#Canada #OpenText #Waterloo #GenAI #Ponemon Institute

The Growing Need for Security in Generative AI

As generative AI technology continues to advance, many enterprises are embracing these tools to enhance efficiencies within their operations. A new report from OpenText in collaboration with the Ponemon Institute reveals alarming gaps in security practices among organizations rapidly adopting Generative AI (GenAI). The findings indicate that a significant majority of businesses are proceeding with their AI implementations without solid governance or security frameworks in place, potentially jeopardizing not only the integrity of these systems but also their compliance with regulatory standards.

Findings from the Report

The report, titled "Managing Risks and Optimizing the Value of AI, GenAI & Agentic AI," offers crucial insights into the current state of AI maturity among enterprises. According to the study, over half of organizations (52%) have either fully or partially integrated GenAI into their operations. However, the report highlights a concerning trend: many of these enterprises lack essential security and governance measures necessary to manage AI-related risks effectively.

Muhi Majzoub, EVP of Product Engineering at OpenText, emphasizes that true AI maturity requires responsible adoption of these technologies. "Security and governance must be foundational to extracting real value from AI systems. By embedding these principles from the onset, organizations can foster transparency, ensure continuous monitoring, and trust the outcomes produced by AI."

Despite the promising aspects of AI, only one in five enterprises claim to have reached full AI maturity within their cybersecurity efforts. This means they effectively assess security risks while deploying AI. Additionally, less than half (43%) have adopted a risk-based strategy for governing their AI systems, highlighting a pressing need for organizations to close this gap as AI becomes more autonomous and integrated into critical business operations.

The Security Gap

The Ponemon study outlines several key areas where security and governance are lagging behind the pace of AI deployment.
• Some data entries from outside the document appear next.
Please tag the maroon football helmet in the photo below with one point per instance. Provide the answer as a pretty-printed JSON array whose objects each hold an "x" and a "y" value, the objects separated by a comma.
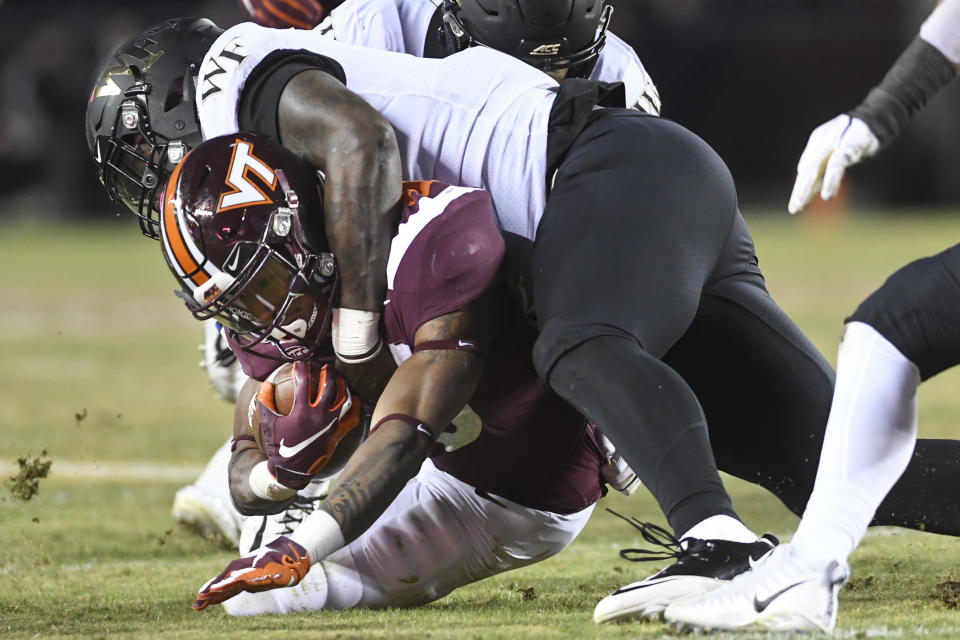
[{"x": 242, "y": 230}]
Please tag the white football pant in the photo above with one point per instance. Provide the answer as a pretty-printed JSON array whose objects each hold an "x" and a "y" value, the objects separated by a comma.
[{"x": 436, "y": 536}]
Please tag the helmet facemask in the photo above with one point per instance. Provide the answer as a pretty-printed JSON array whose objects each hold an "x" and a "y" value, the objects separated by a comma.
[
  {"x": 274, "y": 291},
  {"x": 548, "y": 58},
  {"x": 141, "y": 115},
  {"x": 134, "y": 161}
]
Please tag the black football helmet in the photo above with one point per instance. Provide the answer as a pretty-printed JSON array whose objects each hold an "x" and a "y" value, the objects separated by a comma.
[
  {"x": 141, "y": 114},
  {"x": 548, "y": 34},
  {"x": 242, "y": 231}
]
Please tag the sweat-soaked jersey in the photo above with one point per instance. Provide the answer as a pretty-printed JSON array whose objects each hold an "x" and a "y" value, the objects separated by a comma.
[
  {"x": 478, "y": 118},
  {"x": 516, "y": 438},
  {"x": 409, "y": 26}
]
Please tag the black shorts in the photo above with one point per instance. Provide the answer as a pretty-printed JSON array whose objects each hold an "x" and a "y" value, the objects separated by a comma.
[{"x": 642, "y": 218}]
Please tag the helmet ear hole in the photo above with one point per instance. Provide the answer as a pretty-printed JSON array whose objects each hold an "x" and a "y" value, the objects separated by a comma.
[{"x": 174, "y": 95}]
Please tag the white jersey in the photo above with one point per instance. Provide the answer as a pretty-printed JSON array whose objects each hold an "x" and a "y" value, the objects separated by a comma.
[
  {"x": 401, "y": 26},
  {"x": 477, "y": 119}
]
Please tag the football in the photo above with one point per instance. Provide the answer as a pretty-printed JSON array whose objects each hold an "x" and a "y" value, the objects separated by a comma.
[
  {"x": 282, "y": 14},
  {"x": 276, "y": 391}
]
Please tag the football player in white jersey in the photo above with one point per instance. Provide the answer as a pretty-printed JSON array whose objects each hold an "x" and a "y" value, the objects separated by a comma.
[
  {"x": 902, "y": 334},
  {"x": 565, "y": 39},
  {"x": 624, "y": 227},
  {"x": 579, "y": 42}
]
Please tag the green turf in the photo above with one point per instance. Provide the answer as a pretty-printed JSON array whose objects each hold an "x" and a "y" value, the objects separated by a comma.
[{"x": 98, "y": 365}]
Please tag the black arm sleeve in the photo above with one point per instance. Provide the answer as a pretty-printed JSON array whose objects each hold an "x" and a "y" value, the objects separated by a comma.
[
  {"x": 260, "y": 101},
  {"x": 920, "y": 72}
]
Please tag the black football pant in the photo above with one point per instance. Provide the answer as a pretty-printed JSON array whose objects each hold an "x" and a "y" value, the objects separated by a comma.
[{"x": 656, "y": 325}]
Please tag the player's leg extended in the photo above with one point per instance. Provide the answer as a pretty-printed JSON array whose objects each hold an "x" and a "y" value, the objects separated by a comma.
[
  {"x": 436, "y": 536},
  {"x": 766, "y": 392},
  {"x": 764, "y": 387},
  {"x": 639, "y": 214},
  {"x": 903, "y": 333}
]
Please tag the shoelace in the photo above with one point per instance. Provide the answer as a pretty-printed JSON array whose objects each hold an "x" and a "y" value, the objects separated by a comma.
[
  {"x": 302, "y": 505},
  {"x": 660, "y": 537}
]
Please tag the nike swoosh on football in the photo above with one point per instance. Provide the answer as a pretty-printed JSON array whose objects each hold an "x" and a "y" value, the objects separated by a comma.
[
  {"x": 760, "y": 605},
  {"x": 289, "y": 452}
]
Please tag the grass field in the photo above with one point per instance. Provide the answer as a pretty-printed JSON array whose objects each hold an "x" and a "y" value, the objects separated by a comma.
[{"x": 98, "y": 369}]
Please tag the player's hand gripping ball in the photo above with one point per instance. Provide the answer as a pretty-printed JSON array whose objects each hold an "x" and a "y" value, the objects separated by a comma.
[
  {"x": 303, "y": 412},
  {"x": 283, "y": 14},
  {"x": 281, "y": 563}
]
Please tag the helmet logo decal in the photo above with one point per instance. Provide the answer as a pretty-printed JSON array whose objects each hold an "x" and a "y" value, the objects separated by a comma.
[
  {"x": 147, "y": 51},
  {"x": 233, "y": 53},
  {"x": 243, "y": 192},
  {"x": 546, "y": 50}
]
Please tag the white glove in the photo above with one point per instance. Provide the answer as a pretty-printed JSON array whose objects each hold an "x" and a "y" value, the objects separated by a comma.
[
  {"x": 833, "y": 146},
  {"x": 615, "y": 471}
]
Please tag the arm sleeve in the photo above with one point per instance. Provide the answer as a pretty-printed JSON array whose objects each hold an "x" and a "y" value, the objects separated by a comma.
[{"x": 260, "y": 101}]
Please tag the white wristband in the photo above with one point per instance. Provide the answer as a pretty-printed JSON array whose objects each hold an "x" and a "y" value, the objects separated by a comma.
[
  {"x": 319, "y": 534},
  {"x": 265, "y": 486},
  {"x": 356, "y": 335}
]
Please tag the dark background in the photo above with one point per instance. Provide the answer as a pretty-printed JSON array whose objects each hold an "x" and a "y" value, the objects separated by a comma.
[{"x": 752, "y": 77}]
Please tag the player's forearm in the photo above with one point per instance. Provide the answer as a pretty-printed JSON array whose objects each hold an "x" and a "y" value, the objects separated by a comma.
[
  {"x": 361, "y": 209},
  {"x": 927, "y": 65},
  {"x": 340, "y": 134},
  {"x": 374, "y": 477}
]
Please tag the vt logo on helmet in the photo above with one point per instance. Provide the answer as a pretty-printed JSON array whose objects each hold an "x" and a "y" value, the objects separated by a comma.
[
  {"x": 241, "y": 228},
  {"x": 141, "y": 119}
]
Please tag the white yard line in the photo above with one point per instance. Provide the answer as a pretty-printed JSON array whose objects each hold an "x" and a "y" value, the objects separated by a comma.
[{"x": 113, "y": 471}]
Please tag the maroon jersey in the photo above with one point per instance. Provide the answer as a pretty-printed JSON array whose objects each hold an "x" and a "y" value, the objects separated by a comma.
[{"x": 531, "y": 447}]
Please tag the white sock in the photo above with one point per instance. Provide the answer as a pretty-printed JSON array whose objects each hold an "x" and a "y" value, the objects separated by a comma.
[
  {"x": 721, "y": 528},
  {"x": 870, "y": 437}
]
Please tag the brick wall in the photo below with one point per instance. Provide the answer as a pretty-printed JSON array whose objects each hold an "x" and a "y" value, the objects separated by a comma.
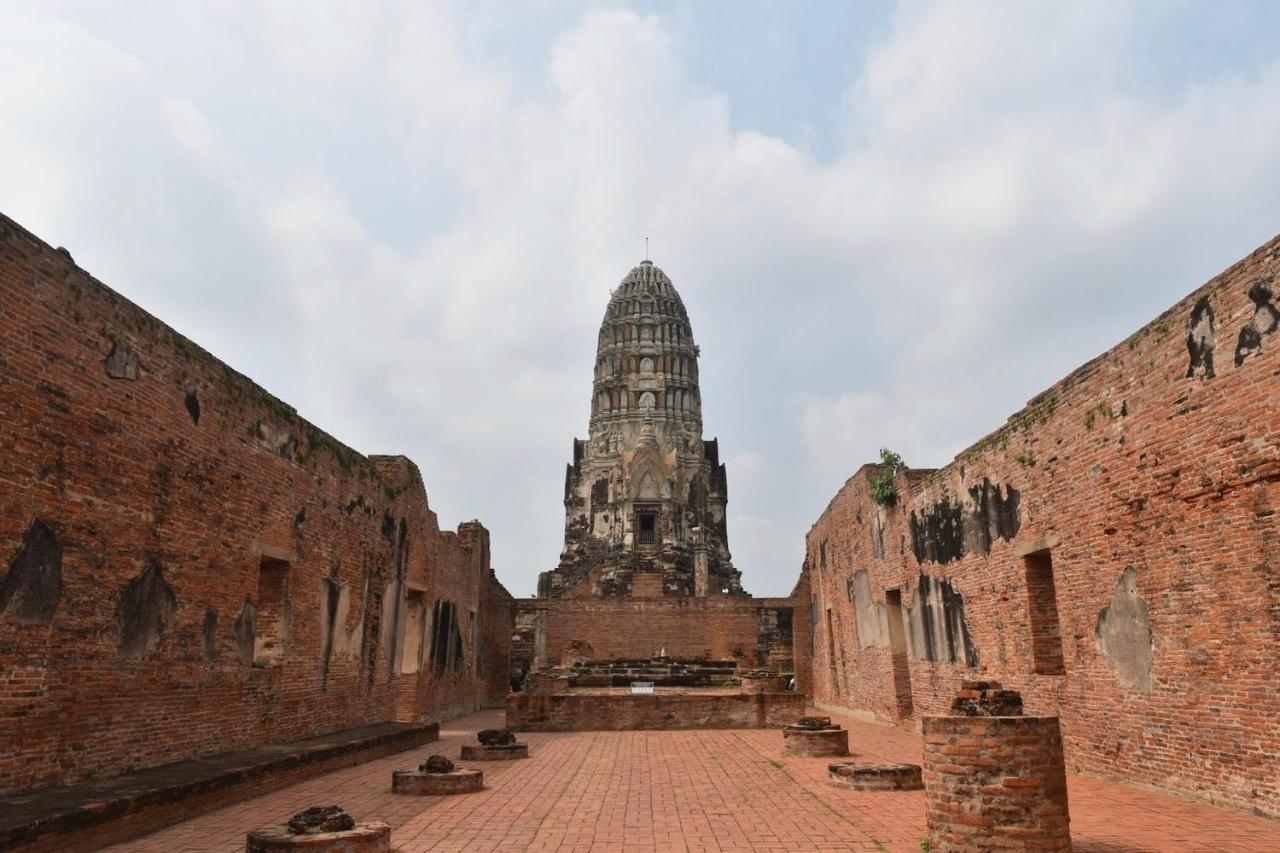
[
  {"x": 1110, "y": 552},
  {"x": 190, "y": 566},
  {"x": 622, "y": 712},
  {"x": 753, "y": 630}
]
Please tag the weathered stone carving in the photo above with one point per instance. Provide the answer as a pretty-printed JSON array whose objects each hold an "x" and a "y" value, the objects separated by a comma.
[
  {"x": 644, "y": 482},
  {"x": 320, "y": 819},
  {"x": 496, "y": 737},
  {"x": 1124, "y": 633}
]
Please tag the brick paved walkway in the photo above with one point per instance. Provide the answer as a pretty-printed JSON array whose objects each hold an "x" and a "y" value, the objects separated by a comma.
[{"x": 689, "y": 790}]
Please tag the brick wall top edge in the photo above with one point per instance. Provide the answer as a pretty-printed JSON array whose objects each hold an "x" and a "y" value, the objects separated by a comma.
[
  {"x": 914, "y": 482},
  {"x": 62, "y": 268}
]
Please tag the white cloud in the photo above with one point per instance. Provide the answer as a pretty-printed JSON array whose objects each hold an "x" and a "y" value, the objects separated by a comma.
[{"x": 1013, "y": 196}]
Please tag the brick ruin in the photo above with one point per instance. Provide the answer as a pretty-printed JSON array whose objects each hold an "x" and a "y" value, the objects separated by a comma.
[
  {"x": 1110, "y": 553},
  {"x": 192, "y": 568},
  {"x": 647, "y": 568}
]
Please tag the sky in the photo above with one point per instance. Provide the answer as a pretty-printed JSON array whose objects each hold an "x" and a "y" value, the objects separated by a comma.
[{"x": 891, "y": 223}]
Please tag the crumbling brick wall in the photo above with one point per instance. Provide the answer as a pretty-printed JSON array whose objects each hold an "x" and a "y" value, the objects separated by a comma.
[
  {"x": 1110, "y": 552},
  {"x": 755, "y": 632},
  {"x": 191, "y": 568}
]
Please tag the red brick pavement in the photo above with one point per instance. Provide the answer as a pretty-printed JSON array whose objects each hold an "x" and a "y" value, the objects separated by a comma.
[{"x": 689, "y": 790}]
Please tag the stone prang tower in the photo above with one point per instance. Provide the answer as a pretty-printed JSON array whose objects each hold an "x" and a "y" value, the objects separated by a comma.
[{"x": 645, "y": 496}]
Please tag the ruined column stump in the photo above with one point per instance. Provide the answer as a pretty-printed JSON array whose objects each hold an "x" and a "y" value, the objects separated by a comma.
[
  {"x": 995, "y": 779},
  {"x": 814, "y": 738},
  {"x": 876, "y": 776},
  {"x": 496, "y": 744},
  {"x": 321, "y": 830},
  {"x": 760, "y": 682},
  {"x": 437, "y": 776}
]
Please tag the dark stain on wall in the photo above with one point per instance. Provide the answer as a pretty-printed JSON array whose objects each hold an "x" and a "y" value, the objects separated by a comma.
[
  {"x": 332, "y": 592},
  {"x": 949, "y": 529},
  {"x": 1200, "y": 340},
  {"x": 146, "y": 606},
  {"x": 937, "y": 534},
  {"x": 1124, "y": 633},
  {"x": 210, "y": 635},
  {"x": 1266, "y": 318},
  {"x": 122, "y": 361},
  {"x": 245, "y": 632},
  {"x": 192, "y": 404},
  {"x": 992, "y": 515},
  {"x": 33, "y": 583},
  {"x": 938, "y": 628}
]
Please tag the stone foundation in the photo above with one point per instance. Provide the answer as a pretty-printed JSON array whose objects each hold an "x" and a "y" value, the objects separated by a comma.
[
  {"x": 813, "y": 738},
  {"x": 456, "y": 781},
  {"x": 876, "y": 776},
  {"x": 584, "y": 711},
  {"x": 995, "y": 781},
  {"x": 373, "y": 836}
]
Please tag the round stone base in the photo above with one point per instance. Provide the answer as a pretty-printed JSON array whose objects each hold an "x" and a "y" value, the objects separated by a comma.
[
  {"x": 814, "y": 743},
  {"x": 414, "y": 781},
  {"x": 471, "y": 752},
  {"x": 373, "y": 836},
  {"x": 877, "y": 776},
  {"x": 768, "y": 684}
]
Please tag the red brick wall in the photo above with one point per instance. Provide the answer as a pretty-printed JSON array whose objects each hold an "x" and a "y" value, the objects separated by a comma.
[
  {"x": 124, "y": 651},
  {"x": 1152, "y": 487},
  {"x": 624, "y": 712},
  {"x": 716, "y": 626}
]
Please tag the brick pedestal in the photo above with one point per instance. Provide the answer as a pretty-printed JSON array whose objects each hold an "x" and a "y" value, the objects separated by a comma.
[
  {"x": 457, "y": 781},
  {"x": 995, "y": 783},
  {"x": 816, "y": 743},
  {"x": 373, "y": 836}
]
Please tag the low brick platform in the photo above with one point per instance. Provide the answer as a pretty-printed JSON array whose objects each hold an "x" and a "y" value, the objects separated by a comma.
[
  {"x": 814, "y": 743},
  {"x": 91, "y": 815},
  {"x": 585, "y": 711},
  {"x": 876, "y": 776},
  {"x": 456, "y": 781}
]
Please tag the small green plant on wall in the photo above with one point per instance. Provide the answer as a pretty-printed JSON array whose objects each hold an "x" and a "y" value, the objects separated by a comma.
[{"x": 882, "y": 483}]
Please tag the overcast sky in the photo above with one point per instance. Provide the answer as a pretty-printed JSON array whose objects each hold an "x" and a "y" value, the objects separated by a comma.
[{"x": 891, "y": 223}]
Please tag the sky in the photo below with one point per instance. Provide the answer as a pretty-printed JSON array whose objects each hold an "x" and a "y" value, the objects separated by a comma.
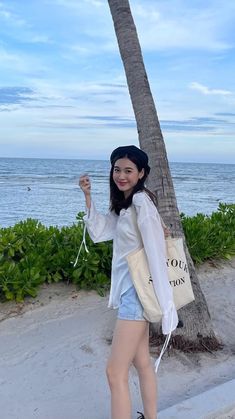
[{"x": 63, "y": 91}]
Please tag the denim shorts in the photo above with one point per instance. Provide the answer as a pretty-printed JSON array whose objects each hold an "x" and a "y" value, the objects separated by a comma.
[{"x": 130, "y": 307}]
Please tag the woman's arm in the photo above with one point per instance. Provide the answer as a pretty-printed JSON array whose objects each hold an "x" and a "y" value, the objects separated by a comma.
[{"x": 100, "y": 227}]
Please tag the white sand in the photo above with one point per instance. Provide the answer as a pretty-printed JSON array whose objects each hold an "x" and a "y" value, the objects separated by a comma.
[{"x": 53, "y": 352}]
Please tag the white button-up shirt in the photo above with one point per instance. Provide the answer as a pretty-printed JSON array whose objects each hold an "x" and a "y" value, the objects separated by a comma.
[{"x": 130, "y": 232}]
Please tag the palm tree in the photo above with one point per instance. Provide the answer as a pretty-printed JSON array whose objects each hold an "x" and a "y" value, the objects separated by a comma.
[{"x": 197, "y": 331}]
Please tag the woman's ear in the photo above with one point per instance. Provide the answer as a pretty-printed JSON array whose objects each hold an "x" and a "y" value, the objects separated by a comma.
[{"x": 141, "y": 174}]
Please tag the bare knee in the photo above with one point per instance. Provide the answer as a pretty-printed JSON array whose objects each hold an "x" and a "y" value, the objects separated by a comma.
[
  {"x": 116, "y": 376},
  {"x": 143, "y": 364}
]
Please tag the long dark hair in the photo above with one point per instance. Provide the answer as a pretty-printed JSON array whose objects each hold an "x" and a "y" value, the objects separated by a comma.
[{"x": 117, "y": 198}]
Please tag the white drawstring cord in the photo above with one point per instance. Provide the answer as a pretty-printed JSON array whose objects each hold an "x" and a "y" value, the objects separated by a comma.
[
  {"x": 82, "y": 244},
  {"x": 165, "y": 343}
]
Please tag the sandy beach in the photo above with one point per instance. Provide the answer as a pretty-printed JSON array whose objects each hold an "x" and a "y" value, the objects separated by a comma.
[{"x": 54, "y": 349}]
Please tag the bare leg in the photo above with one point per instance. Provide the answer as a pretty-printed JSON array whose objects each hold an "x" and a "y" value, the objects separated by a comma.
[
  {"x": 127, "y": 336},
  {"x": 147, "y": 377}
]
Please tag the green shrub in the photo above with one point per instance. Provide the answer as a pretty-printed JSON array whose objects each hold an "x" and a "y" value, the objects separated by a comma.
[
  {"x": 211, "y": 237},
  {"x": 31, "y": 254}
]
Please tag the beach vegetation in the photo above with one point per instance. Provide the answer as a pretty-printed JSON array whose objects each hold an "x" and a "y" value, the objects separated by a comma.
[{"x": 32, "y": 254}]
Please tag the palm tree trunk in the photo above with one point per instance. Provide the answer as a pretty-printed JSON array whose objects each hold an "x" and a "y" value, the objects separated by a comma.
[{"x": 197, "y": 331}]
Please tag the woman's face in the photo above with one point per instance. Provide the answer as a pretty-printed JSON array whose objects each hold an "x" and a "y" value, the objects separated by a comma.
[{"x": 126, "y": 175}]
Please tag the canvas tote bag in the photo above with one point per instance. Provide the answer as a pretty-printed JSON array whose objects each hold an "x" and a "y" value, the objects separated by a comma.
[{"x": 178, "y": 274}]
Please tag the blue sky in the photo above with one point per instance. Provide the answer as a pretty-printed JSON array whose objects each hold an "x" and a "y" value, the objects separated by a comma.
[{"x": 63, "y": 90}]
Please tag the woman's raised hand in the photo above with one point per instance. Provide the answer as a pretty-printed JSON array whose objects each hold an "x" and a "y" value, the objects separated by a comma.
[{"x": 85, "y": 184}]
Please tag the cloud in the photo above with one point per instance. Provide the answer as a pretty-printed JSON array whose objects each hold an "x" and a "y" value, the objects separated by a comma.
[
  {"x": 15, "y": 95},
  {"x": 208, "y": 91}
]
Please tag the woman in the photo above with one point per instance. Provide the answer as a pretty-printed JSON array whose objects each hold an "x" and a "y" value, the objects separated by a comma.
[{"x": 132, "y": 221}]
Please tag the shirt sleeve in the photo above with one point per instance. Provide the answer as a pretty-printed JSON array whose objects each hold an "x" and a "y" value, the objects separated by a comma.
[
  {"x": 149, "y": 223},
  {"x": 101, "y": 227}
]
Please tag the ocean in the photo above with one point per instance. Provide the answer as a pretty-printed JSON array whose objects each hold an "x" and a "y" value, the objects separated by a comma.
[{"x": 47, "y": 189}]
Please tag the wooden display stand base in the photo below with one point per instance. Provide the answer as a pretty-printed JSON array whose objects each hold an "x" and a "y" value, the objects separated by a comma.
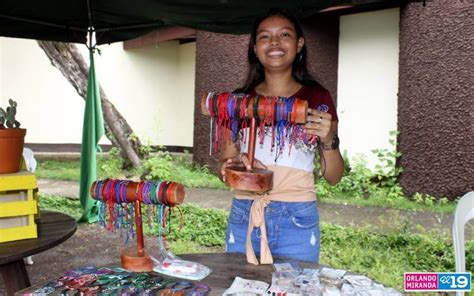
[{"x": 133, "y": 261}]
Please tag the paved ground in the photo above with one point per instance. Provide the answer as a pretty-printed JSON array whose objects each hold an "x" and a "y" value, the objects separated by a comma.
[{"x": 379, "y": 219}]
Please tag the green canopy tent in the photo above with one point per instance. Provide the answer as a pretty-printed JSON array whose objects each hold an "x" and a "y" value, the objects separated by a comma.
[{"x": 119, "y": 20}]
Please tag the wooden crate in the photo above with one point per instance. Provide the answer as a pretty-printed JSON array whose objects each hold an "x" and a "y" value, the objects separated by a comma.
[{"x": 18, "y": 206}]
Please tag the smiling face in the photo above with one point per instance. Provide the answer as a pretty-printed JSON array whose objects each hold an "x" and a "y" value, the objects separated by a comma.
[{"x": 277, "y": 44}]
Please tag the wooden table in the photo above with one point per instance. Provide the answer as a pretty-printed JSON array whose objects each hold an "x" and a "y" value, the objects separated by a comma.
[
  {"x": 225, "y": 267},
  {"x": 53, "y": 229}
]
Here are some notable statistics:

• - 79% of organizations have not yet attained full AI maturity in cybersecurity, with security risks still unassessed in fully deployed systems.
• - Only 41% have data privacy policies specifically tailored for AI solutions.
• - A staggering 62% of respondents struggle to mitigate risks associated with AI models, particularly those related to bias and ethical standards.
• - Less than half (43%) report having adopted a comprehensive risk-based AI governance framework.

Moreover, a significant 58% of surveyed individuals expressed concern that mitigating risks associated with prompts or user inputs—which could lead to misleading or harmful outputs—was exceedingly challenging. Ensuring that AI systems remain compliant with privacy and security regulations presents another obstacle, as observed by 59% of respondents who highlighted this issue.

Trust and Explainability Issues

While organizations are keen on leveraging AI for improved operational efficiency, challenges concerning trust, reliability, and explainability persist. Many companies witness report difficulties regarding the reliability of AI helpful in threat detection.

The study indicates that although businesses have begun incorporating AI to bolster security operations, according to the responses, only 51% feel that AI effectively shortens the time taken to identify anomalies or threats. Fewer than half (48%) consider AI tools as adequate for deep threat detection, revealing a significant shortcoming in deploying these advanced technologies effectively.

Bias and model reliability present substantial hurdles, as 62% of respondents indicate such issues are increasingly difficult to manage. Additionally, operational reliability has emerged as a major concern, with 45% citing errors in AI decision-making and 40% raising issues with data inputs.

An Evolving Landscape for AI

The quest for fully autonomous AI systems remains elusive, with only 47% of respondents asserting their AI models can independently learn robust norms and make safe decisions. This lack of confidence underscores a prevailing need for human oversight in the governance of AI technologies, especially given the rapid adaptability of malicious entities.

Majzoub points out that effective AI adoption in the coming years will rely heavily on the establishment of transparency and control from inception. He argues, "Organizations must prioritize secure information management as the foundation, complemented by robust governance structures, policy-driven controls, and ongoing monitoring, to guarantee that AI systems remain trustworthy and compliant."

As organizations gear up for a future where AI plays a central role in various sectors, the necessity of aligning AI initiatives with suitable data and security practices, along with transparent oversight, becomes increasingly paramount. This will ensure that innovation can expand responsibly, yielding tangible business benefits while addressing ethical considerations and security threats.

Conclusion

The insights from the Ponemon study serve as a wake-up call for enterprises looking to harness AI’s potential effectively. As organizations navigate the complexities of AI deployment, prioritizing robust security and governance frameworks will be crucial for success and sustainability in this evolving technological landscape.